At his arrival in the market-place, and some time before she saw him, the stranger had bent his eyes on Hester Prynne. It was carelessly at first, like a man chiefly accustomed to look inward. Very soon, however, his look became keen and penetrative. A writhing horror twisted itself across his features, like a snake gliding swiftly over them, and making one little pause, with all its wreathed intervolutions in open sight. His face darkened with some powerful emotion, which, nevertheless, he so instantaneously controlled by an effort of his will, that, save at a single moment, its expression might have passed for calmness. When he found the eyes of Hester Prynne fastened on his own, and saw that she appeared to recognize him, he slowly and calmly raised his finger, made a gesture with it in the air, and laid it on his lips.

Then touching the shoulder of a townsman who stood near to him, he addressed him in a formal and courteous manner:

“I pray you, good Sir,” said he, “who is this woman? – and wherefore is she here set up to public shame?”

“You must needs be a stranger in this region, friend, else you would surely have heard of Mistress Hester Prynne and her evil doings.”

“You say truly,” replied the other; “I am a stranger, and have been a wanderer, sorely against my will. I have met with grievous mishaps by sea and land, and have been long held in bonds among the heathen-folk to the southward; and am now brought hither by this Indian to be redeemed out of my captivity. Will it please you, therefore, to tell me of this woman’s offences, and what has brought her to yonder scaffold?”

“Truly, friend; and methinks it must gladden your heart, after your troubles and sojourn in the wilderness,” said the townsman, “to find yourself at length in a land where iniquity is searched out and punished in the sight of rulers and people, as here in our godly New England. Yonder woman, Sir, you must know, was the wife of a certain learned man, English by birth, but who had long ago dwelt in Amsterdam, whence some good time agone he was minded to cross over and cast in his lot with us of the Massachusetts. To this purpose he sent his wife before him, remaining himself to look after some necessary affairs. Marry, good Sir, in some two years, or less, that the woman has been a dweller here in Boston, no tidings have come of this learned gentleman, Master Prynne; and his young wife, look you, being left to her own misguidance —”

“Ah! – I conceive you,” said the stranger with a bitter smile. “So learned a man as you speak of should have learned this too in his books. And who, by your favour, Sir, may be the father of yonder babe?”
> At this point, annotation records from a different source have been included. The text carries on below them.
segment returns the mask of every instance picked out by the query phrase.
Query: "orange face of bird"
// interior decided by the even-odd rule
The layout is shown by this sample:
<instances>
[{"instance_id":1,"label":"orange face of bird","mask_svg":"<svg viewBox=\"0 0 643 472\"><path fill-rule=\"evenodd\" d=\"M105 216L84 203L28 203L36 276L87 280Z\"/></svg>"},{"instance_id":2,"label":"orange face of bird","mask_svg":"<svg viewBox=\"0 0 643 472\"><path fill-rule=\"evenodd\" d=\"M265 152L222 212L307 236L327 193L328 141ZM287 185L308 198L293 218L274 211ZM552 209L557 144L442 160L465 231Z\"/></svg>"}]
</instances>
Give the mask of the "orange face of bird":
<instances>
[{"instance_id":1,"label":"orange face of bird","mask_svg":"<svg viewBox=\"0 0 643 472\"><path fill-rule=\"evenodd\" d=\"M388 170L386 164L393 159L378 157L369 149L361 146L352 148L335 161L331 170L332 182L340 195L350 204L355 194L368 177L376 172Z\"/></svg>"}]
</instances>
“Of a truth, friend, that matter remaineth a riddle,” answered the townsman. “Madame Hester absolutely refuseth to speak, and the magistrates have laid their heads together in vain. Peradventure the guilty one stands looking on at this sad spectacle, unknown of man, and forgetting that God sees him.”

“The learned man,” observed the stranger with another smile, “should come himself to look into the mystery.”

“It behoves him well if he be still in life,” responded the townsman. “Now, good Sir, our Massachusetts magistracy, bethinking themselves that this woman is youthful and fair, and doubtless was strongly tempted to her fall, and that, moreover, as is most likely, her husband may be at the bottom of the sea, they have not been bold to put in force the extremity of our righteous law against her. The penalty thereof is death. But in their great mercy and tenderness of heart they have doomed Mistress Prynne to stand only a space of three hours on the platform of the pillory, and then and thereafter, for the remainder of her natural life to wear a mark of shame upon her bosom.”

“A wise sentence,” remarked the stranger, gravely, bowing his head. “Thus she will be a living sermon against sin, until the ignominious letter be engraved upon her tombstone. It irks me, nevertheless, that the partner of her iniquity should not at least, stand on the scaffold by her side. But he will be known – he will be known!”